Gary Anandasangaree, kanadyjski minister ds. relacji z ludnością rdzenną odwiedził w weekend region Nunavik i przekazał oficjalne przeprosiny. Zapowiedział także rekompensaty, które wyniosą 45 mln dolarów kanadyjskich (ok. 131 mln zł).
Kanada. Rząd przeprosił za rzeź psów zaprzęgowych
W 2019 r. podobne przeprosiny wystosowano do Inuitów z regionu Qikiqtani. Rząd Kanady doprowadził tam do rozdzielenia rodzin i śmierci psów zaprzęgowych nazywanych qimmiit.
"Rząd Kanady bierze na siebie odpowiedzialność za swoją rolę w tej okropnej historycznej niesprawiedliwości i chciałby wyrazić swoją największą skruchę oraz przeprosić za krzywdę, którą wyrządził przez rzeź qimmiit w Nunaviku" - powiedział Gary Anandasangaree.
Proceder rozpoczął się w połowie lat 50. XX w. Kanadyjska Królewska Policja Konna zastrzeliła tysiące psów zaprzęgowych należących do Inuitów. W ten wyrachowany sposób służby pozbawiły rdzenną ludność możliwości polowania i przemieszczania się.

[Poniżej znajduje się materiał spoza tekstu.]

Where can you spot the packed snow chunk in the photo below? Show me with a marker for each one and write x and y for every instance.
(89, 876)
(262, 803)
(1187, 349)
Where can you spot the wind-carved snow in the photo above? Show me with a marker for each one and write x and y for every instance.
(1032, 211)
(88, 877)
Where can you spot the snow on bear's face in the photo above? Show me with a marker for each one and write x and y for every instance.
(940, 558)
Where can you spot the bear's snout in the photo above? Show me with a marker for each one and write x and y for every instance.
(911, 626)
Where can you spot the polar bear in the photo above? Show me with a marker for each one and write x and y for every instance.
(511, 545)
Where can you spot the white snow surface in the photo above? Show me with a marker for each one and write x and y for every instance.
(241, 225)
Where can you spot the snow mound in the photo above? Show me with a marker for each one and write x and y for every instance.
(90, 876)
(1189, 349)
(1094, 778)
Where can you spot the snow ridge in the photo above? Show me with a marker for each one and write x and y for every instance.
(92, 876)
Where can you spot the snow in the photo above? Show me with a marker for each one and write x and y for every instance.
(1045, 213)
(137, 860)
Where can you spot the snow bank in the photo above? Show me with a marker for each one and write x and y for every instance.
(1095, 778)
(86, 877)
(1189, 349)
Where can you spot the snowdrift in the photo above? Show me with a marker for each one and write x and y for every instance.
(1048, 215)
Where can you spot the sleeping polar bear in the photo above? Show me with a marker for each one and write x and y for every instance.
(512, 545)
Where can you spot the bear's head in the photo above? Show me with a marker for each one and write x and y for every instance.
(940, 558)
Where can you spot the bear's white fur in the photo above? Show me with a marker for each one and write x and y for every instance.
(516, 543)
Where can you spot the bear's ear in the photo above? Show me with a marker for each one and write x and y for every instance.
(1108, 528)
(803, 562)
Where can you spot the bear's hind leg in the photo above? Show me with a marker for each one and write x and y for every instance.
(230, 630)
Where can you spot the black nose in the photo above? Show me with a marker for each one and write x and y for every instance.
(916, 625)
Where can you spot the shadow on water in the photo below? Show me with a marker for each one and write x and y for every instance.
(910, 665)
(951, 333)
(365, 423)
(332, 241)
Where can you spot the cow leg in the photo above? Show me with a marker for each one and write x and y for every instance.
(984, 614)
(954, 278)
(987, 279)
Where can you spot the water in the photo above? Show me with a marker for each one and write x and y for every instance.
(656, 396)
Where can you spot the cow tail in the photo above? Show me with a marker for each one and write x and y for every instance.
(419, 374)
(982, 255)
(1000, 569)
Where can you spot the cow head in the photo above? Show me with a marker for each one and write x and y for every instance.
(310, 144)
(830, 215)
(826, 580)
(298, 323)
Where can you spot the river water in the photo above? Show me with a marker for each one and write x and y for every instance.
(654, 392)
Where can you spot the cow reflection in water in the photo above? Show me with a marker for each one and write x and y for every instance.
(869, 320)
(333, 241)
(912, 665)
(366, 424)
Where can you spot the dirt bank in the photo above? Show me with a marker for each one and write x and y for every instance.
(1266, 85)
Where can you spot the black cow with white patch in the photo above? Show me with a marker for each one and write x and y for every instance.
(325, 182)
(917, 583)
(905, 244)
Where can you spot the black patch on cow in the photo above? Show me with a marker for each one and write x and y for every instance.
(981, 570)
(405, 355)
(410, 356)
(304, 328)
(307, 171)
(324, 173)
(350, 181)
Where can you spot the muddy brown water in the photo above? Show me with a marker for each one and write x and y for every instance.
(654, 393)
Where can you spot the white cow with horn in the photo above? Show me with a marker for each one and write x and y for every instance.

Dzięki psom zaprzęgowym, które są częścią tamtejszej kultury, Inuici mogli w szybki sposób poruszać się po mroźnych obszarach kanadyjskiej północy. Czworonogi były też niezbędne do polowania, m.in. na foki i renifery tundrowe (karibu).
Międzypokoleniowa trauma
Rzeź psów sprawiła, że Inuici z Nunavik stracili bezpieczeństwo żywnościowe i ekonomiczne oraz możliwość transportu. Zabicie zwierząt spowodowało też głębokie i trwałe krzywdy emocjonalne - podkreślił kanadyjski rząd w oficjalnym oświadczeniu.
"Zabrano im niepodległość, nie mogli podróżować i nie mieli jak polować" - wytłumaczył w rozmowie z Reuters Pita Aatami, przedstawiciel miejscowych Inuitów. Podkreślił, że przeprosiny i rekompensaty należały się mieszkańcom regionu od dawna.
"To trauma międzypokoleniowa. Ja sam potrzebowałem 25 lat, abyśmy w końcu stanęli tu, gdzie jesteśmy" - podsumował Aatami.